In the above configuration, in depositing the resistive switching material in the through-hole, the deposited resistive switching material does not fill up the through-hole, and a height of the resistive switching material deposited in the through-hole determines a position where the nano-tubes are positioned in the resistive switching layer.

In the above configuration, the catalyst agent may comprise Ni, Fe, or Co. Growing the carbon nano-tubes on the catalyst agent may be achieved by means of CVD or chemical spin coating.

According to a yet further embodiment, there is provided a method for manufacturing a resistive switching memory, comprising: forming a lower electrode on a substrate; growing an isolation dielectric layer on a surface of the lower electrode; etching the isolation dielectric layer to form a through-hole therein, wherein the etching is stopped on the surface of the lower electrode; depositing a resistive switching material in the through-hole to fill up the through-hole; etching the resistive switching material deposited in the through-hole; depositing a catalyst agent for growth of carbon nano-tubes on the remaining resistive switching material; growing the carbon nano-tubes on the catalyst agent; and depositing an upper electrode on the carbon nano-tubes.

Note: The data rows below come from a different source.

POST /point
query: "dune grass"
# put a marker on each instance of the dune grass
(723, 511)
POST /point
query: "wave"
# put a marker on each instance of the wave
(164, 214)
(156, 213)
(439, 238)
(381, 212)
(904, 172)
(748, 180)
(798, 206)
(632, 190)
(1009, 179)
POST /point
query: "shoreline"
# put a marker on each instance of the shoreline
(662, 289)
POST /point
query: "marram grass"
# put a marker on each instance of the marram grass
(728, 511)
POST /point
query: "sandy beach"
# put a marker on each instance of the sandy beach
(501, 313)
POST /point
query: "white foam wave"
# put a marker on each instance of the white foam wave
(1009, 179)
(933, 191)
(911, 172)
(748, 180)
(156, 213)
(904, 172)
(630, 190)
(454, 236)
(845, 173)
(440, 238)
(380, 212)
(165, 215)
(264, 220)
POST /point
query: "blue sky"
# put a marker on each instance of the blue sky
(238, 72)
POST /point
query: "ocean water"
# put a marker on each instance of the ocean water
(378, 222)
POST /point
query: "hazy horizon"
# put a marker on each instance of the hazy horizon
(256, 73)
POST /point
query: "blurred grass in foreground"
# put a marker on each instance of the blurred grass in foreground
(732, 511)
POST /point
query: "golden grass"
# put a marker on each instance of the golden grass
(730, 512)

In the above configuration, the catalyst agent may comprise Ni, Fe, or Co. Growing the carbon nano-tubes on the catalyst agent may be achieved by means of CVD or chemical spin coating.

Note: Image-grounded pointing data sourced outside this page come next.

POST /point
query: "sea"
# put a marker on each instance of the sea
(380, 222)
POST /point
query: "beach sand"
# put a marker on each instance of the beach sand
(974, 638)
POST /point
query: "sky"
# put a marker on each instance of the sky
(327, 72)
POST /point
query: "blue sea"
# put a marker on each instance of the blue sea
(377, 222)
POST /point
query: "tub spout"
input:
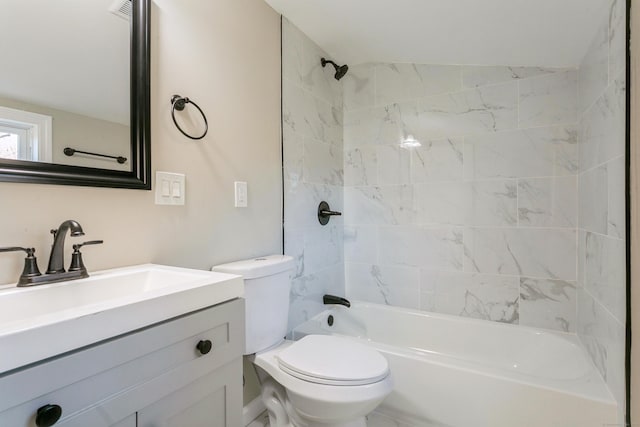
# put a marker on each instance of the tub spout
(332, 299)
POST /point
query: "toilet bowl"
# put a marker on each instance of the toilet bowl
(319, 380)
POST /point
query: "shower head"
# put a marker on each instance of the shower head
(340, 70)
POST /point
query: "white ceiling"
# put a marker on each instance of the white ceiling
(550, 33)
(71, 55)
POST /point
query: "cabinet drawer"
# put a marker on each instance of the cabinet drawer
(85, 377)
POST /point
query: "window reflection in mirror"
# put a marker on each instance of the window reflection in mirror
(72, 66)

The embodiments of the present disclosure can present at least some of the following advantages.

According to some embodiments of the present disclosure, the carbon nano-tubes are adopted instead of nano-crystal particles to improve performances of RRAM devices. The carbon nano-tubes are very small in size (having a diameter of about 0.5 nm), and the manufacture process thereof tends to achieve a good uniform distribution among small-sized devices. Therefore, the RRAM devices with the resistive switching memory according to the embodiments of the present disclosure can have a good resistive switching capability.

According to some embodiments of the present disclosure, the operating voltage and the resistance value of the device can be well controlled by controlling the length and position of the carbon nano-tubes in the resistive switching layer.

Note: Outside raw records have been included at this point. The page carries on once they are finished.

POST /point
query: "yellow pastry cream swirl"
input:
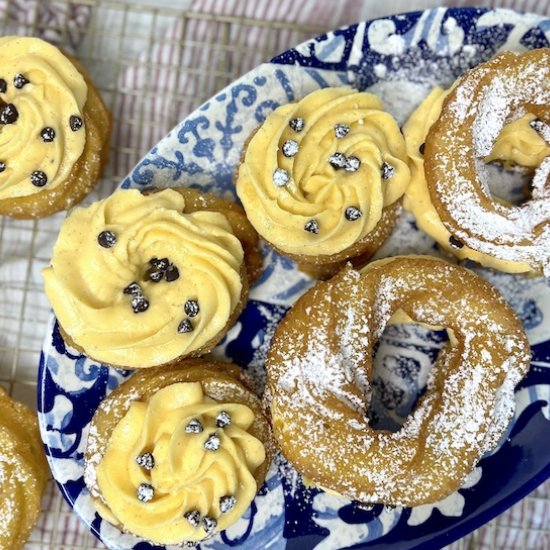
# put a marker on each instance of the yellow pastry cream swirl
(317, 173)
(519, 143)
(42, 97)
(179, 466)
(137, 283)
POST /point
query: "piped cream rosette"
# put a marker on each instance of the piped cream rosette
(317, 174)
(178, 454)
(135, 282)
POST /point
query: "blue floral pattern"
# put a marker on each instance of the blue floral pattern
(420, 49)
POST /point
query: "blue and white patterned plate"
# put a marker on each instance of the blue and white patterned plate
(399, 58)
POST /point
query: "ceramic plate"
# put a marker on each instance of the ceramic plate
(400, 58)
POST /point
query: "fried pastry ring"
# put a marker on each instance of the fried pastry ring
(320, 365)
(473, 115)
(23, 472)
(177, 454)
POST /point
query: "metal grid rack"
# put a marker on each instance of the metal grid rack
(112, 39)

According to some embodiments of the present disclosure, adjustment of the operating voltage of the device can be achieved by controlling the length of the carbon nano-tubes, so as to improve the stability of the device.

According to some embodiments of the present disclosure, the resistive switching memory is easy to manufacture and low in cost, and thus is advantageous in popularization and application thereof.

BRIEF DESCRIPTION OF THE DRAWINGS

FIG. 1 is a schematic view showing a basic configuration of a nonvolatile resistive switching memory in the prior art.

FIG. 2 is a schematic view showing a basic configuration and a storage principle of a RRAM device in the prior art.

FIG. 3 is a schematic view showing the prior art technique where a field enhancement effect of nano-crystal particles is adopted.

FIG. 4 is a schematic view showing a resistive switching memory with a good resistive switching capability according to an embodiment of the present disclosure.

FIGS. 5-1 to 5-7 show a flow of manufacturing a resistive switching memory with a good resistive switching capability according to an embodiment of the present disclosure.

FIG. 6 is a schematic view showing a 1D1R memory array implemented on a RRAM prototype according to an embodiment of the present disclosure.

DETAILED DESCRIPTION

The present disclosure will be more apparent from the following detailed descriptions in conjunction with illustrative embodiments with reference to the attached drawings.

FIG. 4 is a schematic view showing a resistive switching memory with a good resistive switching capability according to an embodiment of the present disclosure. As shown in FIG. 4, the resistive switching memory may comprise a lower electrode, a resistive switching layer, and an upper layer. The resistive switching layer may have carbon nano-tubes embedded therein. It is possible to facilitate and control growth of a conductive filament in the resistive switching layer under an externally applied bias by a local electric field enhancement effect of the carbon nano-tubes, so as to improve performances and stability of the device.

In the resistive switching memory according to the embodiment of the present disclosure, the carbon nano-tubes are adopted instead of nano-crystal particles to improve the performances of RRAM devices. The carbon nano-tubes are very small in size (having a diameter of about 0.5 nm), and the manufacture process thereof tends to achieve a good uniform distribution among small-sized devices. Therefore, the RRAM devices with the resistive switching memory according to the embodiment of the present disclosure can have a good resistive switching capability.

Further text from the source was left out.